Cosmos-Policy-ALOHA-Planning-Model-Predict2-2B

Cosmos Policy | Code | White Paper | Website

Model Overview

Description:

Cosmos-Policy-ALOHA-Planning-Model-Predict2-2B is a 2B-parameter refined world model and value function checkpoint fine-tuned from Cosmos-Policy-ALOHA-Predict2-2B on policy rollout data. This checkpoint is designed to be used in conjunction with the base Cosmos Policy checkpoint for model-based planning via best-of-N search, achieving a 12.5 percentage point average score increase on challenging ALOHA manipulation tasks.

Key features:

  • Refined predictions: Fine-tuned on policy rollout data for more accurate world model and value function predictions
  • Dual deployment: Used alongside base Cosmos Policy checkpoint for model-based planning
  • Improved performance: Achieves 12.5 percentage point average score increase on challenging ALOHA tasks when used for planning

Use cases:

  • Model-based planning for bimanual robot manipulation
  • Best-of-N action selection via value-based search
  • Improving policy robustness on high-precision tasks
  • Error avoidance in contact-rich manipulation

This model is for research and development only.

Model Developer: NVIDIA

Model Versions

Cosmos Policy models include the following:

  • Cosmos-Policy-LIBERO-Predict2-2B: Given current state observations and a task description, generate action sequences, future state predictions, and value estimates for robot manipulation in simulated LIBERO environments.
  • Cosmos-Policy-RoboCasa-Predict2-2B: Given current state observations and a task description, generate action sequences, future state predictions, and value estimates for robot manipulation in simulated RoboCasa environments.
  • Cosmos-Policy-ALOHA-Predict2-2B: Given current state observations and a task description, generate action sequences, future state predictions, and value estimates for robot manipulation in real-world ALOHA robot environments.
  • Cosmos-Policy-ALOHA-Planning-Model-Predict2-2B: Given current state observations, a task description, and action sequences, generate future state predictions and value estimates for robot manipulation in real-world ALOHA robot environments. (This checkpoint is meant to be deployed alongside Cosmos-Policy-ALOHA-Predict2-2B, not independently.)

License:

This model is released under the NVIDIA One-Way Noncommercial License (NSCLv1). For a custom license, please contact cosmos-license@nvidia.com.
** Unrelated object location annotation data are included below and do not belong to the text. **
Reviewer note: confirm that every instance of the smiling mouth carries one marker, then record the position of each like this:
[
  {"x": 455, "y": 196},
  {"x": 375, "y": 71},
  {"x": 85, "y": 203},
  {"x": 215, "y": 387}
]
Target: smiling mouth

Under the NVIDIA One-Way Noncommercial License (NSCLv1), NVIDIA confirms:

  • Models are not for commercial use.
  • NVIDIA does not claim ownership to any outputs generated using the Models or Derivative Models.

Deployment Geography:

Global

Use Case:

Physical AI: Model-based planning for bimanual robot manipulation in real-world environments, encompassing world modeling and value function prediction for best-of-N action selection.

Release Date:

GitHub [01/22/2026] via https://github.com/nvlabs/cosmos-policy

Hugging Face [01/22/2026] via https://huggingface.co/collections/nvidia/cosmos-policy

Model Architecture:

Architecture Type: A diffusion transformer with latent video diffusion, fine-tuned from Cosmos-Policy-ALOHA-Predict2-2B.

Network Architecture: The model uses the same architecture as Cosmos-Policy-ALOHA-Predict2-2B.

Key adaptation: This checkpoint is specifically optimized for world model and value function predictions through fine-tuning on policy rollout data with emphasis on future state and value prediction accuracy.

Number of model parameters:

2B (inherited from base model)

Input

Input Type(s): Text + Multi-view Images + Proprioceptive State + Action Sequence

Input Format(s):

  • Text: String (natural language task description)
  • Images: RGB images from multiple camera views
  • Proprioception: Numerical array
  • Actions: Numerical array

Input Parameters:

  • Text: One-dimensional (1D) - Task description (e.g., "put candy in ziploc bag")
  • Images: Two-dimensional (2D) - Top-down third-person camera: 224×224 RGB; Left wrist-mounted camera: 224×224 RGB; Right wrist-mounted camera: 224×224 RGB
  • Proprioception: One-dimensional (1D) - 14-dimensional state (7 joint angles per arm)
  • Actions: One-dimensional (1D) - 50-timestep sequence of 14-dimensional actions (for world model and value prediction)

Other Properties Related to Input:

  • Requires specific camera configuration (top-down + two wrist views)
  • Images resized to 224×224 pixels from original resolution
  • Trained exclusively for ALOHA 2 robot platform with two ViperX 300 S robot arms
  • Control frequency: 25 Hz

Output

Output Type(s): Future State Predictions + Value Estimate

Output Format:

  • Future states: Images + Proprioception
  • Value: Scalar

Output Parameters:

  • Future robot proprioception: 14-dimensional state at timestep t+50
  • Future state images: Top-down third-person camera prediction (224×224 RGB), left wrist camera prediction (224×224 RGB), and right wrist camera prediction (224×224 RGB) at timestep t+50
  • Future state value: Expected cumulative reward from future state (scalar)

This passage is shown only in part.